【再逮捕】男女の性交動画”無修正”で販売か AV新法違反の男女「コンドームなし」「無期限」契約書も

いわゆる「AV新法」違反の疑いで逮捕されていた男女が、「無修正」のわいせつ動画を販売サイトで公開したとして、21日再逮捕されました。【押収された契約書】「避妊具(コンドーム)を使用せず、精子を…」わいせつ電磁的記録記録媒体陳列の疑いで再逮捕されたのは、福岡市博多区の自営業の男(49)と女(34)です。

警察によりますと、2人は2022年4月頃から今年5月頃までの間、福岡市内のマンションで、男女の性交場面などを露骨に撮影したわいせつな動画77点を動画販売サイトにアップロードし、今年10月8日までの間、有料で閲覧可能な状態にして不特定多数に陳列した疑いが持たれています。

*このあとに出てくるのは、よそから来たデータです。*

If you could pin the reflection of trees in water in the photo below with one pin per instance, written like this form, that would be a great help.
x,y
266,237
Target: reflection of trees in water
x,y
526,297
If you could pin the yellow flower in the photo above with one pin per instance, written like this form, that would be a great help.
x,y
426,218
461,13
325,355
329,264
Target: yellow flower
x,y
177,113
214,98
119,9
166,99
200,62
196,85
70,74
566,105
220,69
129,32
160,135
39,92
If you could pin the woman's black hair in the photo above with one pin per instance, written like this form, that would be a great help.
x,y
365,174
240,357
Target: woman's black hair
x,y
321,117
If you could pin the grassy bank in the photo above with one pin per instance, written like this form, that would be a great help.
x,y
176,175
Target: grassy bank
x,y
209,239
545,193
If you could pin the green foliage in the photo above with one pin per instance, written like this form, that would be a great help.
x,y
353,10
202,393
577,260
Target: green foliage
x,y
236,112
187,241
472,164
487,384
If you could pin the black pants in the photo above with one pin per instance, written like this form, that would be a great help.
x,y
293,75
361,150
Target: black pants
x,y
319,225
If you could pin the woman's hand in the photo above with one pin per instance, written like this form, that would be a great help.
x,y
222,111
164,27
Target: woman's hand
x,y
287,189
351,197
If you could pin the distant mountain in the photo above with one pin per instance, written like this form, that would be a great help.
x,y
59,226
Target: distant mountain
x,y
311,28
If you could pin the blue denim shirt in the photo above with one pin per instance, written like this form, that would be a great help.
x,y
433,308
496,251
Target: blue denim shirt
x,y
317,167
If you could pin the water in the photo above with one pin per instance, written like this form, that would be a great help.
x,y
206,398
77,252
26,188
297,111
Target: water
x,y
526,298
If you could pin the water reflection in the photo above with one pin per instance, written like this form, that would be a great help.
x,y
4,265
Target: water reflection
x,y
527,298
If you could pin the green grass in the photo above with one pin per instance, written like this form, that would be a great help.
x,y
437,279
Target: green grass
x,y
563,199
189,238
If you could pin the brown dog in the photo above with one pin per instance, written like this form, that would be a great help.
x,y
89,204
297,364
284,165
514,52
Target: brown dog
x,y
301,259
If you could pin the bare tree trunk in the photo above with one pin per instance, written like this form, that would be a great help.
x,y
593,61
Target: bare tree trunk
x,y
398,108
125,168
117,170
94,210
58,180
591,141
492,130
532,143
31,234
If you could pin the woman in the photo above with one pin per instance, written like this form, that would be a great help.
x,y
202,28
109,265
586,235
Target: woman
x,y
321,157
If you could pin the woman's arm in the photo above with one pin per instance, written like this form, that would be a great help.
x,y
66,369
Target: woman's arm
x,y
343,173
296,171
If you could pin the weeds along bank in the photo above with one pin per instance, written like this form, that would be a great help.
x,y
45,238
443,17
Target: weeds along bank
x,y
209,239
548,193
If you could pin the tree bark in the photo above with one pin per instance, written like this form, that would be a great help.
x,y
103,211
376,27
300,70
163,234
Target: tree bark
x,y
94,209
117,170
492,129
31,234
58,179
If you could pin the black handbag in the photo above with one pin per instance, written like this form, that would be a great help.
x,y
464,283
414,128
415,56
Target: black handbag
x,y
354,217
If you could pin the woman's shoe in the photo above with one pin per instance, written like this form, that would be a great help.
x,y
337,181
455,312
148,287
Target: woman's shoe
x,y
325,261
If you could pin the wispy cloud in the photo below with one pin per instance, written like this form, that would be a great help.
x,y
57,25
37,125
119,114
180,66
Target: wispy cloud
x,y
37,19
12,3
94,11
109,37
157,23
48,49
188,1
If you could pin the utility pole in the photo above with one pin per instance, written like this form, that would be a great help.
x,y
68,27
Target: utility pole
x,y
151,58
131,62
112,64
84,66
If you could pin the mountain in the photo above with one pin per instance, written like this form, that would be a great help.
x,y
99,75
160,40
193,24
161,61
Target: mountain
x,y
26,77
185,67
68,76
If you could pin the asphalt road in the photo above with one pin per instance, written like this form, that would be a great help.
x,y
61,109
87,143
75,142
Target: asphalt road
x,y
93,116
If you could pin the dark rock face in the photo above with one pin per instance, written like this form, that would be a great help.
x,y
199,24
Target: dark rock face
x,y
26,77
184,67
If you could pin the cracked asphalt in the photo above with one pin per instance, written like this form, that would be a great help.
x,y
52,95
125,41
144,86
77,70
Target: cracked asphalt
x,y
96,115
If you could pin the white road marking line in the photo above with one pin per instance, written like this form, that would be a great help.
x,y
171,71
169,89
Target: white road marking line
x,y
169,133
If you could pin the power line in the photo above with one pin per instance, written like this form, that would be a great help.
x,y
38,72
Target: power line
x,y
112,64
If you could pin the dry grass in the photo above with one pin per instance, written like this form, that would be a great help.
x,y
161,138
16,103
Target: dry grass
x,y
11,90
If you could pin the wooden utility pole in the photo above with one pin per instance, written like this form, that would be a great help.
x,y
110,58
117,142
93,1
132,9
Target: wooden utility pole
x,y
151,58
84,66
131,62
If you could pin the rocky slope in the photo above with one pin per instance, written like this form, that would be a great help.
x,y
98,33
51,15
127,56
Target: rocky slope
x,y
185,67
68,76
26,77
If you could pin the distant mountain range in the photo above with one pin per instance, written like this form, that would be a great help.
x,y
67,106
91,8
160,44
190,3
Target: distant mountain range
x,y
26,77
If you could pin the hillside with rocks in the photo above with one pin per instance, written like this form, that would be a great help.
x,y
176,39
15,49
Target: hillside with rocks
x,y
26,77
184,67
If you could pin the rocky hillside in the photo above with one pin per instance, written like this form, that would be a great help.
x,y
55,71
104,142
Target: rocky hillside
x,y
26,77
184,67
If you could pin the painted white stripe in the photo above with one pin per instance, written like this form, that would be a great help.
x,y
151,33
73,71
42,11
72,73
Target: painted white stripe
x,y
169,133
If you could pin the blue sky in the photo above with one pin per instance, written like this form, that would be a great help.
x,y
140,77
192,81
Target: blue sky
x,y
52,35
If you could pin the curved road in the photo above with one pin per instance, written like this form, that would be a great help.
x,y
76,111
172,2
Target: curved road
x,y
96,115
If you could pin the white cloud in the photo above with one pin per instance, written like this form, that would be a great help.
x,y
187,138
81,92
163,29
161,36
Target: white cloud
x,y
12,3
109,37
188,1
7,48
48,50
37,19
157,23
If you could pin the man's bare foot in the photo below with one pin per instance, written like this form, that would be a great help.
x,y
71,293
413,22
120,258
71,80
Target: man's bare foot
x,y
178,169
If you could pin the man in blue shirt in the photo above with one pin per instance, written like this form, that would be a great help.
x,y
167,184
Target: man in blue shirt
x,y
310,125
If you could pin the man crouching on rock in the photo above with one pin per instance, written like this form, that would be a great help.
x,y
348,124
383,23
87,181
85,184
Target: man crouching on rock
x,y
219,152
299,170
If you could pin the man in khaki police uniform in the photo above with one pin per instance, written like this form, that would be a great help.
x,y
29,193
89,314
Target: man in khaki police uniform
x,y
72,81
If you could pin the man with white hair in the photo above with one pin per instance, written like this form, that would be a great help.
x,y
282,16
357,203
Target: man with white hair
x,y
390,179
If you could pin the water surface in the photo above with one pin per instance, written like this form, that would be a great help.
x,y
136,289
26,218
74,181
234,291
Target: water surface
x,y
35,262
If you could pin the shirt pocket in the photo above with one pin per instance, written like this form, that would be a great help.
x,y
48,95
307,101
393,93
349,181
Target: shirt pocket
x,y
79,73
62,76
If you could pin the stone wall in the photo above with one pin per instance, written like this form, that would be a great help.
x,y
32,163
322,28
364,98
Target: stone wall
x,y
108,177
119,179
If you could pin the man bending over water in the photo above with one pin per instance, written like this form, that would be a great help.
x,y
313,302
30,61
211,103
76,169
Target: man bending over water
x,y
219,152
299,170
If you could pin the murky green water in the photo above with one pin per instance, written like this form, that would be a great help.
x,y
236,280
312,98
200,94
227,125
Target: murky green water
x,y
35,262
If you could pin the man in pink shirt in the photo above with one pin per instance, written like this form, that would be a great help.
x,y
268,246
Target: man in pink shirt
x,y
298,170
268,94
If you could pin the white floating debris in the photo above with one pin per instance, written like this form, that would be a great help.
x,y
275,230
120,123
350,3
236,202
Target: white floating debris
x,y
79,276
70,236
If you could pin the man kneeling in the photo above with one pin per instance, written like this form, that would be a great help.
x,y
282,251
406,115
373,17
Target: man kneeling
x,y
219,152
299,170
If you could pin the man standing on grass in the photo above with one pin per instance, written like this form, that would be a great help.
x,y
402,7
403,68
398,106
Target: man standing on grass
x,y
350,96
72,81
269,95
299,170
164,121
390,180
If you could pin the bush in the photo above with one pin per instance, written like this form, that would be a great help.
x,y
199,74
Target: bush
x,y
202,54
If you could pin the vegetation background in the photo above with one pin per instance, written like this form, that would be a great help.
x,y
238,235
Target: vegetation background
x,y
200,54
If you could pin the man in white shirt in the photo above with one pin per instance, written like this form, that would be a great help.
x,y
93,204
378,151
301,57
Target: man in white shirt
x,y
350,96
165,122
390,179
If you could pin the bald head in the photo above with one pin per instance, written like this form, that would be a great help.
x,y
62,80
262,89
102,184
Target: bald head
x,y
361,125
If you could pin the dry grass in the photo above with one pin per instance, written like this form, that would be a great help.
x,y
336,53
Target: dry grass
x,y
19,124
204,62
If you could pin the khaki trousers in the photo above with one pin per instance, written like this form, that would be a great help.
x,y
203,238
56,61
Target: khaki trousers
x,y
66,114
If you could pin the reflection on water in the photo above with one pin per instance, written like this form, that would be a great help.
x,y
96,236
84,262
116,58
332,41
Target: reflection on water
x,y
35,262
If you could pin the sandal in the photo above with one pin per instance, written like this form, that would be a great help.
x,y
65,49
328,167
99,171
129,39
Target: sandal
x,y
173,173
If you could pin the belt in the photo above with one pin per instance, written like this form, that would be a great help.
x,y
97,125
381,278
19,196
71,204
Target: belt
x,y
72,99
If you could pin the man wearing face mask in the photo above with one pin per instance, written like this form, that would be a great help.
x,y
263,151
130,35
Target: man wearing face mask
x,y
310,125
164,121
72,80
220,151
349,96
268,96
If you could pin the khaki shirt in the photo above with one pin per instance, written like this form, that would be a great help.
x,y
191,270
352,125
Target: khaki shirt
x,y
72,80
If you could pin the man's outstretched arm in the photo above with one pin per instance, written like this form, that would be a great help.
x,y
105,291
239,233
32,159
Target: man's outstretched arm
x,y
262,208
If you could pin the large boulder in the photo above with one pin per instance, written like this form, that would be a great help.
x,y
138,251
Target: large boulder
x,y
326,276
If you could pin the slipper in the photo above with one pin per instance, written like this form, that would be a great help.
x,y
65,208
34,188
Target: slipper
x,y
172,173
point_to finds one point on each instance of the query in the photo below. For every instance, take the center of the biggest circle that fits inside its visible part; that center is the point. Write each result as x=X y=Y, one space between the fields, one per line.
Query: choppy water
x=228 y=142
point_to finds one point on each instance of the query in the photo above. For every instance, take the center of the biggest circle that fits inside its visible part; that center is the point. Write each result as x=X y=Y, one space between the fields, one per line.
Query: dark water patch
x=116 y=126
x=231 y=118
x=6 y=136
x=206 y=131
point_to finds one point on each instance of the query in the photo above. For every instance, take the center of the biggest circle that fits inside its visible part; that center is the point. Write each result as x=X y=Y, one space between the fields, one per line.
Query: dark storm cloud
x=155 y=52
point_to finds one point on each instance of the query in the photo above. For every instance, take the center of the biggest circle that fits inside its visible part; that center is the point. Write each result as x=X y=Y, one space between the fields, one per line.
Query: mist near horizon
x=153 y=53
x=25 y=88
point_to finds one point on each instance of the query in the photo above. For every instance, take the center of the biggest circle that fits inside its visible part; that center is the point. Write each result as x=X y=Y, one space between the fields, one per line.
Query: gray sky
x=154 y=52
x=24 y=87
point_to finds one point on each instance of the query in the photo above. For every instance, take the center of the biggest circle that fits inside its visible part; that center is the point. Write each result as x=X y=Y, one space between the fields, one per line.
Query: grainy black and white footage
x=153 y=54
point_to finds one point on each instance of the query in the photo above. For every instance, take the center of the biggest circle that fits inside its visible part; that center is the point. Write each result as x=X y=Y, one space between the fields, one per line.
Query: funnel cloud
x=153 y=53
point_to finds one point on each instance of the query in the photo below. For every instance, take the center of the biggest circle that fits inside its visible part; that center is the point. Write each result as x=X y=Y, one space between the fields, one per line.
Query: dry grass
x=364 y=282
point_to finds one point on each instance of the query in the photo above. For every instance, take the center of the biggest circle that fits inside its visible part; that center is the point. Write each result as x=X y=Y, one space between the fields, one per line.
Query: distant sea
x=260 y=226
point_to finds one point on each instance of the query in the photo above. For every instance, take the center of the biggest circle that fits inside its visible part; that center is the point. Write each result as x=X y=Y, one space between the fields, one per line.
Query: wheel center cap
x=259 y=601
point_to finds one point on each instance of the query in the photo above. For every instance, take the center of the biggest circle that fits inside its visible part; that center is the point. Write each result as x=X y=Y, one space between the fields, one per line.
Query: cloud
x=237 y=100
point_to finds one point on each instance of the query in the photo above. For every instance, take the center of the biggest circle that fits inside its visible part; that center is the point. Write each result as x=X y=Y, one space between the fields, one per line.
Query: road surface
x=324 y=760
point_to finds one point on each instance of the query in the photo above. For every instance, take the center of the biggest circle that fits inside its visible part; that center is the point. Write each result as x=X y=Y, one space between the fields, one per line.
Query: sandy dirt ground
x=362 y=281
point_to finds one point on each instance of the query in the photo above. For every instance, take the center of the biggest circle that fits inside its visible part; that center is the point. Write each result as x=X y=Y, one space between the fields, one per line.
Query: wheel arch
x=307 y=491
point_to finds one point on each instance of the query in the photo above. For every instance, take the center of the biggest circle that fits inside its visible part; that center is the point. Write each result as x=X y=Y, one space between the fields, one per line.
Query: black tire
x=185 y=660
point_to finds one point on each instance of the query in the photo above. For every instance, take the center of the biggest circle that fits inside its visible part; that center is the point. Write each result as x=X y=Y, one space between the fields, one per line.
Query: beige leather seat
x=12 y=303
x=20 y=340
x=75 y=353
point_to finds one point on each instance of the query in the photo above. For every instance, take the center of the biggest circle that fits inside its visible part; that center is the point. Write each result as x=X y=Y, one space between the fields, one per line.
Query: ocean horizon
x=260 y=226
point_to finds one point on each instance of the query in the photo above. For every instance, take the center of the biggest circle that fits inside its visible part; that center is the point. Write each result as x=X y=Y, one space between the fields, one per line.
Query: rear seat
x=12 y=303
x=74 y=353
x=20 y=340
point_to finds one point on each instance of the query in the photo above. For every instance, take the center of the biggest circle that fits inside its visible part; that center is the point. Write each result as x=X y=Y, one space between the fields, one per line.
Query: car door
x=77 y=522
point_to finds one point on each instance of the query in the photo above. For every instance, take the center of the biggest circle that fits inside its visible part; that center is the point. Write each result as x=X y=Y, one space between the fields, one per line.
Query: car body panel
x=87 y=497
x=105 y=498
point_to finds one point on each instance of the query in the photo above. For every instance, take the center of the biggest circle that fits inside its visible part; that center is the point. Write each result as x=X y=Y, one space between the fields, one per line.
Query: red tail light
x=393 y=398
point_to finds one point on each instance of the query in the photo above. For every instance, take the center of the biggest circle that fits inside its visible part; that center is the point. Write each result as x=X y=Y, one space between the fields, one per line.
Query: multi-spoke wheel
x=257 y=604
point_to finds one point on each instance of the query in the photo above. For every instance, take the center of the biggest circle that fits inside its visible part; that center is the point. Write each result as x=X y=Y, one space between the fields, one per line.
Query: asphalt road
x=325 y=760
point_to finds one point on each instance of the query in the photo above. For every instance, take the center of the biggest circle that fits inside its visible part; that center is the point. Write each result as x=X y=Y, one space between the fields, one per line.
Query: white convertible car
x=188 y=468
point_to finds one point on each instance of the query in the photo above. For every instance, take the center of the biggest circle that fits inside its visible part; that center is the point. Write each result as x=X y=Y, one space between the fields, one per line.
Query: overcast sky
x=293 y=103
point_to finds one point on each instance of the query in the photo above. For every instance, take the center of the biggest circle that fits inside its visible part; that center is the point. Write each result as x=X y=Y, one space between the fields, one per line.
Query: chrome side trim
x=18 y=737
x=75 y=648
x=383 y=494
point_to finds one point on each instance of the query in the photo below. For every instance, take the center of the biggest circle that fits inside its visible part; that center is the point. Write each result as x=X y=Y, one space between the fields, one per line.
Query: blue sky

警察は「動画は性器を隠しておらず、無修正だったため法律に触れる」と説明しています。

2人は今月12日、AVに出演した女性に適正な契約書を交付しなかった「AV出演被害防止・救済法」違反の疑いで逮捕されていました。 警察では押収資料などを捜査した結果、今回の無修正動画の販売が明らかになったとして、2人を再逮捕しました。

■マッチングアプリで勧誘か

警察によりますと2人はビジネスパートナーで、数年前からアダルトビデオの制作・販売、さらにライブ配信を行っていたということです。

逮捕された男とAVに出演した2人の女性は、それぞれマッチングアプリを通じて知り合っており、その後福岡市内で直接会った際にアダルトビデオへの出演を勧誘したとみられています。

■押収した契約書に「コンドーム使用しない」「使用は無期限」

警察は証拠品として、撮影に使っていたとみられるセーラー服や撮影・編集の機材、さらに押収した契約書を公開。(画像(2)〜(13))

押収した契約書として公開された「出演承諾書権 兼 契約書」には、「避妊具(コンドーム)を使用しない」「アダルトグッヅを使用し撮影する」など具体的な文言のほか、「使用期限は無期限とする」、「肖像権や著作権の一切の権利を主張しない」などの文言もあります。(画像(10)〜(13))

警察は、アダルトビデオに出演した2人が、実際にこの契約書にサインしたか、どんな内容で契約を結んだかは分からないとしています。
■半永久的に拡散される可能性も

AV新法は「出演強要」の被害が多発したことを受け、2022年に施行された法律です。

一度AVに出演してしまうと、その動画はインターネット上で半永久的に拡散され続けるおそれがあり、デジタルタトゥーとなり、就職や結婚、人間関係など、その後の人生に深刻な悪影響を及ぼす可能性もあります。

「AV新法」では、撮影内容や公表の範囲、期間などを具体的に書いた契約書を必ず交付すること、十分な説明義務、撮影から公表までの期間の確保、出演者の「無条件の取り消し権」などが定められています。